# Building firepit need advice for first time DIY'er...



## kimberland30 (Jan 22, 2008)

Jaysen, I hope you get some input since I, too, would like to have something like this in our backyard. Just a couple things to consider in your planning...check your City Code about fire pits. In our area, we can not have open flame. So we need to purchase a grate that will fit over the top of the firepit. 

Also, if you build the concrete/stone bench, consider getting some cushions. It will be cold in the winter and hot in the summer.

As for the building part, I believe it's pretty simple for a DIYer. I'll look at my archives and post what I can find. I believe the style we were looking for had holes at the bottom for drainage. There was some type of iron grate at the bottom that kept the logs off the ground and provided a space at the bottom for water to drain. But I can't remember off the top of my head where I read that. I'll be back!


----------



## so-elitecrete (Oct 27, 2007)

*you can do it,,,*

just don't expect it to look like the pics when you sit out there,,, there's a reason that guy get his $$$,,, you'll soon notice your errors,,, don't ask me how i know this - i just know  yes, drainage's always a good idea when building even if you don't need it. 

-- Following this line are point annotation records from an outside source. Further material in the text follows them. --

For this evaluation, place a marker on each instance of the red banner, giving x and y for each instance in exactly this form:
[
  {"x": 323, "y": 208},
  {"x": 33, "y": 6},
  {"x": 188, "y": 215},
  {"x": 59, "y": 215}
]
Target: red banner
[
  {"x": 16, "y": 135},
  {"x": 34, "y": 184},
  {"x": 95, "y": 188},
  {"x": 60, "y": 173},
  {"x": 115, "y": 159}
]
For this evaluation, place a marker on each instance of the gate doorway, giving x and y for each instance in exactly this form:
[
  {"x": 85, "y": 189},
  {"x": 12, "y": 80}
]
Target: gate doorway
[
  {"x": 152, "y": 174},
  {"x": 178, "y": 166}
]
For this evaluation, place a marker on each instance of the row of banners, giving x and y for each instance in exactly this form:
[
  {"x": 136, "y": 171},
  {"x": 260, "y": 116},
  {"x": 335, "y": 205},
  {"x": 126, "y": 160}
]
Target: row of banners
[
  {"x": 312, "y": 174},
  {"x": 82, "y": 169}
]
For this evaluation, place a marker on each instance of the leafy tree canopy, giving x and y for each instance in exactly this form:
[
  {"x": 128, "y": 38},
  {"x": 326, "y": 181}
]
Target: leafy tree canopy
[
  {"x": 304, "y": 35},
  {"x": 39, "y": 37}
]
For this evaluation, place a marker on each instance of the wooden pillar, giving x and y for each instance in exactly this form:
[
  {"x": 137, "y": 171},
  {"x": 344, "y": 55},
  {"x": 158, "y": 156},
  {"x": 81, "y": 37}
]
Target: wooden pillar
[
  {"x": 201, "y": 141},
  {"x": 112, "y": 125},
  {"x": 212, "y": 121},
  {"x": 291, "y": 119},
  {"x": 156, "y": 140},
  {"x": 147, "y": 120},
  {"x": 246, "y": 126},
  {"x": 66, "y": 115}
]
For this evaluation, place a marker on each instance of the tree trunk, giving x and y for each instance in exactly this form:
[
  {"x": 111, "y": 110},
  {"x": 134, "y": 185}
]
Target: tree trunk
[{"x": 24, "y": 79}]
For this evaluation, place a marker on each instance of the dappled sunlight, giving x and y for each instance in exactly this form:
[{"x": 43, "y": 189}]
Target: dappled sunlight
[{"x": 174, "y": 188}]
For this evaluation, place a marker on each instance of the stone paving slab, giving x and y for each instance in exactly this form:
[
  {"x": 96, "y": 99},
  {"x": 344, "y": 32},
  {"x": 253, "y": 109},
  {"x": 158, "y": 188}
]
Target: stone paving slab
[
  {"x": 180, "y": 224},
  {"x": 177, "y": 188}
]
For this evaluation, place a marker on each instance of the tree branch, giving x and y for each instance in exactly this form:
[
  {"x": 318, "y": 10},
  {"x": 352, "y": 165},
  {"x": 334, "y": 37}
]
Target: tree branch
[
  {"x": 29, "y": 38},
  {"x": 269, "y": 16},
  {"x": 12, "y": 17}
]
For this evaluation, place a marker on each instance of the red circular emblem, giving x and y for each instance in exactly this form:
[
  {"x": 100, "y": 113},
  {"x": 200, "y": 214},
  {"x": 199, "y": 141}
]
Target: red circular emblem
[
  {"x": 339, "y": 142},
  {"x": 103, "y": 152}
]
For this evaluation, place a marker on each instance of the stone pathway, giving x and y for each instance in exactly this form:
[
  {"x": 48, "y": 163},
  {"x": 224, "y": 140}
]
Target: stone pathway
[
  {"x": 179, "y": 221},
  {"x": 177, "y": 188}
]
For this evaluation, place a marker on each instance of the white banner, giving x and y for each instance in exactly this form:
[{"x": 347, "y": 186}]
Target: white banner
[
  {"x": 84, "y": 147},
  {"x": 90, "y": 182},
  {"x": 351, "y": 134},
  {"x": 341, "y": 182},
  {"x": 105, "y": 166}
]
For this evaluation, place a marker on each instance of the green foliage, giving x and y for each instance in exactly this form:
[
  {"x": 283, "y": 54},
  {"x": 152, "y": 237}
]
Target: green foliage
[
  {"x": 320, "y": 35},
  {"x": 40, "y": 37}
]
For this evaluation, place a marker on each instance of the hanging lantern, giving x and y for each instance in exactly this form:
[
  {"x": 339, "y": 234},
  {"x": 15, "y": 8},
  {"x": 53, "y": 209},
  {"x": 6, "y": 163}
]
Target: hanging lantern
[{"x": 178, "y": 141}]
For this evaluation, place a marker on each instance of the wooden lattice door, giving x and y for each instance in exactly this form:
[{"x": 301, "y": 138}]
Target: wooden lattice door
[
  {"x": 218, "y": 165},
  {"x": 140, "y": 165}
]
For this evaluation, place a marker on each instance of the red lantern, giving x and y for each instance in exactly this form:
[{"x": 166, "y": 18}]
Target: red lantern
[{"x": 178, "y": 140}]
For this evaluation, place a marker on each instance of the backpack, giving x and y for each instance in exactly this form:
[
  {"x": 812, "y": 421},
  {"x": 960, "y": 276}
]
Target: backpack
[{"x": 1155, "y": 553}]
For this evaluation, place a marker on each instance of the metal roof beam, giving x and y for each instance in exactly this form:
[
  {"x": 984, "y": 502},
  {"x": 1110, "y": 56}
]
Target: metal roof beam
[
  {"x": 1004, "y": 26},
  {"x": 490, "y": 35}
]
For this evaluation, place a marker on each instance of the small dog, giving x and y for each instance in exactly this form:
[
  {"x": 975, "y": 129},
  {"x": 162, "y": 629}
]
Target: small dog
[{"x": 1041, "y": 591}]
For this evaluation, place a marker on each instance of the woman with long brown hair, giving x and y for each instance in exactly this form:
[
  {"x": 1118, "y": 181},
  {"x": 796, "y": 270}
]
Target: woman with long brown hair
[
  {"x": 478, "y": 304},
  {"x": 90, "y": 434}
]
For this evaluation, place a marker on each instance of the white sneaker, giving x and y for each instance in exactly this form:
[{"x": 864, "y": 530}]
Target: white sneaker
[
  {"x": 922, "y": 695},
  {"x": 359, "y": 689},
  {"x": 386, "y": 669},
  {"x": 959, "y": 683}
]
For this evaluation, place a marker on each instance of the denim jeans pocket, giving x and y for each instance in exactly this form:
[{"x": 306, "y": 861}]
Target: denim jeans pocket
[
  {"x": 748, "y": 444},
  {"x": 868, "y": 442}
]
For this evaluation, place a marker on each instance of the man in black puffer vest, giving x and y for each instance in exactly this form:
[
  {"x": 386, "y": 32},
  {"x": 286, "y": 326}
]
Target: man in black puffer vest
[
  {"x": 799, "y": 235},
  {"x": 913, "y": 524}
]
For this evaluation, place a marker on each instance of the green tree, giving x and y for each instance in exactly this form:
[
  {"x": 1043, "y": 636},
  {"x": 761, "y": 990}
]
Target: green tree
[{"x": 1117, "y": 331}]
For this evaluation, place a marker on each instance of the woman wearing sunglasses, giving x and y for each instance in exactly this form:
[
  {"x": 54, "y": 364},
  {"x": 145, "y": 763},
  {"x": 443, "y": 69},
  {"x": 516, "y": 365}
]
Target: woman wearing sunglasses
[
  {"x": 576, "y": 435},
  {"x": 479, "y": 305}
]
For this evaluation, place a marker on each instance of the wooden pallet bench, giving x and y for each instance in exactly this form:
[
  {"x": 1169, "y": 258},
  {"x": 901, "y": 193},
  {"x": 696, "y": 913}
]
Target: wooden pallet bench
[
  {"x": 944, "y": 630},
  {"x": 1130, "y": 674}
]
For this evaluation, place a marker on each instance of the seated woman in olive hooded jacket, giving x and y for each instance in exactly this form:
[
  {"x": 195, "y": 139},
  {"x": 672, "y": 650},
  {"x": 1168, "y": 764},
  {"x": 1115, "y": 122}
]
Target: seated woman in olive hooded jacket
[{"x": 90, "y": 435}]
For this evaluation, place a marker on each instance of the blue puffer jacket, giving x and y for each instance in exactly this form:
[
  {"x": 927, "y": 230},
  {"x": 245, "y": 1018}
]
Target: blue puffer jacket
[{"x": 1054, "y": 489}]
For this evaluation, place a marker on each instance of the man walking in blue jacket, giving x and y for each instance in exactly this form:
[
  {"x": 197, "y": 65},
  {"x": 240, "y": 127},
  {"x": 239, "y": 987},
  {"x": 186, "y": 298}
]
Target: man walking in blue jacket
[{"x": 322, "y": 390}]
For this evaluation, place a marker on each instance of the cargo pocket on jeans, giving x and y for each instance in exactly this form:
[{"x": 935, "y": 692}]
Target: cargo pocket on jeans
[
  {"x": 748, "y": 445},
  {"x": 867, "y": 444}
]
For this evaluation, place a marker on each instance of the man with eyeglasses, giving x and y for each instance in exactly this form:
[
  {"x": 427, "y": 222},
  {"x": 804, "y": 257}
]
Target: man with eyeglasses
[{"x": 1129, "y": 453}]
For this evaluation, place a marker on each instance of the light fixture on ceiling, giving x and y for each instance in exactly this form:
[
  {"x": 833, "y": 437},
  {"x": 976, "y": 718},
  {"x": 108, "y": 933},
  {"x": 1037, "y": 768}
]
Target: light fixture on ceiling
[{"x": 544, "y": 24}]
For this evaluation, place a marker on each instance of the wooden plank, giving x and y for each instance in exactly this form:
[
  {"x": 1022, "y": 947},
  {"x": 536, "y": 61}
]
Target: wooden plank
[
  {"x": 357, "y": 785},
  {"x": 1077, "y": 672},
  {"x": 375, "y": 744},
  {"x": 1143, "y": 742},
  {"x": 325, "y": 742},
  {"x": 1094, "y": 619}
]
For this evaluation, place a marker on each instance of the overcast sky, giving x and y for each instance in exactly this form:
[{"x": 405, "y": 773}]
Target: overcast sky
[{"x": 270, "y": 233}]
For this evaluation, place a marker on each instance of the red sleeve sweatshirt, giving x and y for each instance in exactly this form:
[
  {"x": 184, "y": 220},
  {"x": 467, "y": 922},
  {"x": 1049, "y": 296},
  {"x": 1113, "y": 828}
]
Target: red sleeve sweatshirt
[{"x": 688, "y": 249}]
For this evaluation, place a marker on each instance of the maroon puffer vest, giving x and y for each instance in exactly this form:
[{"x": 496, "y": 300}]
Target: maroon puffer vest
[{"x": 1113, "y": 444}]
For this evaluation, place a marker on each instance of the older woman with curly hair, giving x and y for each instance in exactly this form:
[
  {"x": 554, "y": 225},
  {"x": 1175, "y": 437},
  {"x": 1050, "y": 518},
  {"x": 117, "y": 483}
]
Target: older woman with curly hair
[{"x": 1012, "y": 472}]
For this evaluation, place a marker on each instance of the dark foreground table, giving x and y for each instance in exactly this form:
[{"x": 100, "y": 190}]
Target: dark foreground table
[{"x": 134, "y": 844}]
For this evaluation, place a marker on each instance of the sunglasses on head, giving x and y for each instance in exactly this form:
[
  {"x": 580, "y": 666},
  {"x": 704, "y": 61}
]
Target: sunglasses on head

imagine you're looking at a gas-fir'd pit so don't worry about a grate,,, raise to desired elevation w/sand,,, the bench's easier'n the fire pit imo but i know how to form, place, & finish conc,,, passion's no substitute for skill.


----------



## kimberland30 (Jan 22, 2008)

Here's a video that is pretty simple to follow. It shows the type of materials you can use (regular landscape block, which I didn't know) and issues about venting. He put a course of gravel at the bottom and that is for drainage. 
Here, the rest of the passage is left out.